Pastor Dan sighs, rubs his eyes, and takes his time to consider where to begin. “First of all, do you know a boy by the name of Cyrus Finch?”
The mention of his name makes Lev begin to panic. Lev knew his background would be checked and rechecked. That’s what happens to clappers—their whole life becomes pages pasted on a wall to be examined, and the people in their lives become suspects. Of course, that usually happens after the clapper has applauded his way into the next world.
“CyFi had nothing to do with this!” says Lev. “Nothing at all. They can’t pull him into this!”
“Calm down. He’s fine. It just so happens that he’s come forward and is making a big stink—and since he knew you, people are listening.”
“A stink about me?”
“About unwinding,” says Pastor Dan, for the first time moving closer to Lev.
“What happened at Happy Jack Harvest Camp—it got a whole lot of people talking, people who had just been burying their heads in the sand. There have been protests in Washington against unwinding—Cyrus even testified before Congress.”
Lev tries to imagine CyFi in front of a congressional committee, trash-talking them in prewar sitcom Umber. The thought of it makes Lev smile. It’s the first time he’s smiled in a long time.
“There’s talk that they might even lower the legal age of adulthood from eighteen to seventeen. That’ll save a full fifth of all the kids marked for unwinding.”
“That’s good,” says Lev.
Pastor Dan reaches into his pocket and pulls out a folded piece of paper. “I wasn’t going to show you this, but I think you need to see it. I think you need to understand where things have gone.”

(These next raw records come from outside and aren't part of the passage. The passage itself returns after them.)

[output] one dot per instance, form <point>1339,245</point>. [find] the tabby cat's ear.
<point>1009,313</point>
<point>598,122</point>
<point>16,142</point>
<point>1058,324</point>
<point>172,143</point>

It’s the cover of a magazine.
Lev’s on it.
Not just on it, Lev is the cover. It’s his seventh-grade baseball picture—mitt in hand, smiling at the camera. The headline reads, WHY, LEV, WHY? In all the time he’s had here alone to think and rethink his actions, it never occurred to him that the outside world had been doing the same thing. He doesn’t want this attention, but now he’s apparently on a first-name basis with the world.

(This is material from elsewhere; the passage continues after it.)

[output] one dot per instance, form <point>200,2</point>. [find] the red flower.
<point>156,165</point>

“You’ve been on the cover of just about every magazine.”
He didn’t need to know that. He hopes that Pastor Dan doesn’t have a whole collection of them in his pocket. “So what,” Lev says, trying to act as if it doesn’t matter. “Clappers always make the news.”
“Their actions make the news—the destruction they’ve caused—but nobody ever cares who a clapper is. To the public all clappers are the same. But you’re different from those others, Lev. You’re a clapper who didn’t clap.”
“I wanted to.”
“If you wanted to, you would have. But instead you ran into the wreckage and pulled out four people.”
“Three.”
“Three—but you probably would have gone in for more if you could have. The other tithes, they all stayed back. They protected their own precious parts. But you basically led that rescue effort, because there were ‘terribles’ who followed you in to bring out survivors.”